Puerto Rico faces a flagging economy and massive debts, and even as Padilla testified, it was unclear whether the territory would be able to make Tuesday’s payment. After testifying, the governor told reporters he believed the island would be able to work out a payment using extreme measures, but the details remained incomplete.

“There’s no more tricks to be able to sustain the essential services to the people of Puerto Rico and pay debt in the future,” he said.

Roughly an hour after Padilla testified, Puerto Rico announced it was able to make Tuesday’s payment, but only by using funds that had been set aside for other debt obligations.

While the fiscal drama ramped up in Puerto Rico, the debate in Congress remained largely in the same place it has been for months. As Puerto Rican officials and Democrats push for assistance, primarily through allowing Puerto Rico to use bankruptcy laws similar to how states do, Republicans are showing little interest in that course of action.

Sen. Chuck Grassley (R-Iowa), who chairs the panel, criticized Puerto Rico for years of fiscal mismanagement that has led to its current problems and said the island has not been sufficiently forthcoming with Congress on the state of its finances.

He also noted that many Americans, including 16,000 people in his home state, have invested in Puerto Rican debt through index funds and could be harmed by a bankruptcy.

“These folks aren’t vultures. They’re middle-class Americans that know little about Puerto Rico’s finances,” he said.

Grassley questioned giving Puerto Rico access to the bankruptcy code in light of that and instead has pushed for other steps to right the island’s finances, including a federal board to step in and help steer the territory back to better budgeting.

“Chapter 9 [of the bankruptcy code] cannot address the root causes of fiscal problems, but instead pushes them off to future generations,” he said.

Investors who hold Puerto Rican debt are also pushing back on the bankruptcy option. But Democrats argued that, given the dire state of the island’s economy, expecting it to fix matters simply by trimming its budget is unrealistic.

“Puerto Rico cannot pay debts that come due. That is the definition of insolvency,” said Sen. Richard Blumenthal (D-Conn.). “I’m open to any proposal that will actually solve the problem. What is essential is that we act.”

Rep. Pedro Pierluisi (D), the territory’s nonvoting member of Congress, chastised lawmakers Tuesday for failing to act.

“Five congressional hearings are enough,” he said. “It is time for Congress to legislate.”
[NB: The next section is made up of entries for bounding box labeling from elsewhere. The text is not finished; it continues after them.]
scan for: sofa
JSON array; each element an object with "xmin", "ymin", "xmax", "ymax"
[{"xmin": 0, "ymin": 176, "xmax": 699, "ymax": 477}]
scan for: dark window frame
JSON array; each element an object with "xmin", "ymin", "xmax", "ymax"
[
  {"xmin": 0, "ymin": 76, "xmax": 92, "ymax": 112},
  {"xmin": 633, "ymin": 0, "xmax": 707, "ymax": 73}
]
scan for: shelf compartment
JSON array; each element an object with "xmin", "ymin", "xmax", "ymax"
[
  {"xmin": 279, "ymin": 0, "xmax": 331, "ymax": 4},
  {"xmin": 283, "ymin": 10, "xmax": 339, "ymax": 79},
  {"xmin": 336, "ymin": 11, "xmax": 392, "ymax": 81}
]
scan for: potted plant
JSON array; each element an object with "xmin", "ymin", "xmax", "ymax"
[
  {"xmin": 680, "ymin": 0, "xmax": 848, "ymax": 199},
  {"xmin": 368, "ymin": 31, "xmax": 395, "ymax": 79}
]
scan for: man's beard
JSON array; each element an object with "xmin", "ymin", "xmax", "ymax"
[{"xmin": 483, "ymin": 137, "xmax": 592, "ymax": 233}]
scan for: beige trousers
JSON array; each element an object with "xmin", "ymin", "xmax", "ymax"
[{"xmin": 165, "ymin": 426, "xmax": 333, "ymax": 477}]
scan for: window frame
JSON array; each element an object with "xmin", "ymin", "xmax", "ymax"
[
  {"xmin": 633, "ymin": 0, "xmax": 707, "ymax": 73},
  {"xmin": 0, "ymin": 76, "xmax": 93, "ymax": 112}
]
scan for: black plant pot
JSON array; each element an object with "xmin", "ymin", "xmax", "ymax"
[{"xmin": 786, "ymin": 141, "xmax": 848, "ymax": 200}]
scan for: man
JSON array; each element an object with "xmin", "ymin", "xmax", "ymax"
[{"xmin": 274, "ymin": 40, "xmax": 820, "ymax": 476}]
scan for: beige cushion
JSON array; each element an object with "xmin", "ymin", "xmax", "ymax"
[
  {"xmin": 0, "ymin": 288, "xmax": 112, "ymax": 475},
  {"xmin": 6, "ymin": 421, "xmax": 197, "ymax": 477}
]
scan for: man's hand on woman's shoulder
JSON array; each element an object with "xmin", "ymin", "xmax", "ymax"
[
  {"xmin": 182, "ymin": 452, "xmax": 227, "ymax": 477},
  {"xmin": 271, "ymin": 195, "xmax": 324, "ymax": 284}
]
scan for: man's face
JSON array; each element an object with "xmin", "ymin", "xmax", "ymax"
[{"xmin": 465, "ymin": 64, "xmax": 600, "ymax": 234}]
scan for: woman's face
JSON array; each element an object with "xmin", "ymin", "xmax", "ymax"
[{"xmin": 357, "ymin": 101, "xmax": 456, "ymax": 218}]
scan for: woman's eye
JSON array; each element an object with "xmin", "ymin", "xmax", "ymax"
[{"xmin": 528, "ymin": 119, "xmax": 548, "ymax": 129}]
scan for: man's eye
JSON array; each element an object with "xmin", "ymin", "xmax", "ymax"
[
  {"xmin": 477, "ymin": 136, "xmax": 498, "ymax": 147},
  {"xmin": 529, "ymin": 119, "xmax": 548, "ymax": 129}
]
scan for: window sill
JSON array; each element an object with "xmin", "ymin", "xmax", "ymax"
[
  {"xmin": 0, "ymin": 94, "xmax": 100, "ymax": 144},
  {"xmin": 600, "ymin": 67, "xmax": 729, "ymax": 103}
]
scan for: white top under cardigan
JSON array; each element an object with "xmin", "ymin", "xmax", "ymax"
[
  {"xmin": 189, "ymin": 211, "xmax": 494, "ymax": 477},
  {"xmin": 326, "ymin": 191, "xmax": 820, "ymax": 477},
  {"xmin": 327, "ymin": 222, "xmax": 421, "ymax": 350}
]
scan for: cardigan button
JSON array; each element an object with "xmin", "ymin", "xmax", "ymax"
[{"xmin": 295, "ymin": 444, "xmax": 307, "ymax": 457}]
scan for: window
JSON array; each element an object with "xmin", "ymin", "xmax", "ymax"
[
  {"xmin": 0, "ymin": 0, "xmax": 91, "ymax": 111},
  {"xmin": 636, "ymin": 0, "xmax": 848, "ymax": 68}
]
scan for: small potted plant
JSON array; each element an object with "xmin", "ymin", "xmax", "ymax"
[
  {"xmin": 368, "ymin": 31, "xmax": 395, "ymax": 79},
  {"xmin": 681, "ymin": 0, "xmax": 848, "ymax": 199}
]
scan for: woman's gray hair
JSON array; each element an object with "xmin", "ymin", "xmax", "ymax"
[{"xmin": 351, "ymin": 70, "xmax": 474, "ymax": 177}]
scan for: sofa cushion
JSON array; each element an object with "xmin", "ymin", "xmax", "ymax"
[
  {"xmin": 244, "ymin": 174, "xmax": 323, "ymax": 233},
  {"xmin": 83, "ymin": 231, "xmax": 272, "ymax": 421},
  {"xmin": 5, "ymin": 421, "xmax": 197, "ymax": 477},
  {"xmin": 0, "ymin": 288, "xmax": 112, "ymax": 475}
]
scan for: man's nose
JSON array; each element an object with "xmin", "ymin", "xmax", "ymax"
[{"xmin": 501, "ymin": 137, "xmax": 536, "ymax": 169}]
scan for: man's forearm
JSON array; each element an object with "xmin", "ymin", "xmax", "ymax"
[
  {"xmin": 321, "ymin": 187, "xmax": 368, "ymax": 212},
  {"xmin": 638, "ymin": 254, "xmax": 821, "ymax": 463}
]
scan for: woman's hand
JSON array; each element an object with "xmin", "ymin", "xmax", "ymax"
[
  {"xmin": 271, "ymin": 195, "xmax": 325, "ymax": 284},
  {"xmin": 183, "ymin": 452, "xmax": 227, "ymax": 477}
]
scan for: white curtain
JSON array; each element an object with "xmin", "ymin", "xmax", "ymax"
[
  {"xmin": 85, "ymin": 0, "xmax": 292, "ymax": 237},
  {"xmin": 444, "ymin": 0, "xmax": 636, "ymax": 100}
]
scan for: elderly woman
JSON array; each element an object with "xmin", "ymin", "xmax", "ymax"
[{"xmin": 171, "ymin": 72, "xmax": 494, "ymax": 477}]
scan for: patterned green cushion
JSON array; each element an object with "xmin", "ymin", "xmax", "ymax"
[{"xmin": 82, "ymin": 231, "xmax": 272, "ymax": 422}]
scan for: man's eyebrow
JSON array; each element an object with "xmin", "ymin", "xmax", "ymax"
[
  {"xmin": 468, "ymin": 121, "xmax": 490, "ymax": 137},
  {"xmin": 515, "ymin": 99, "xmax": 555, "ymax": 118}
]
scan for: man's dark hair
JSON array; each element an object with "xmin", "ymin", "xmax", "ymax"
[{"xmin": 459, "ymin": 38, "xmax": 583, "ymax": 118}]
Puerto Rico’s finances have drawn attention in Washington since this summer, when Padilla declared the island could not pay back all the money it had borrowed. The territory only made a partial payment on a $58 million bill due in August, but that debt had been issued by an island corporation. Tuesday’s payment was seen as more significant because it was on debt issued by Puerto Rico itself, and its repayment is guaranteed in the territory’s constitution.

While it is unclear when or if Congress will pass legislation to help Puerto Rico, Padilla said that without aid, the island would soon face even tougher choices.

“If anyone puts me into a position of selecting to pay a creditor or a policeman, a teacher or a firefighter, I will pay the policeman, teacher or firefighter. There’s no doubt about it,” he said. “I will do whatever in my powers to protect the essential services to the people of Puerto Rico.

“This is a distress call, and it’s serious,” he added.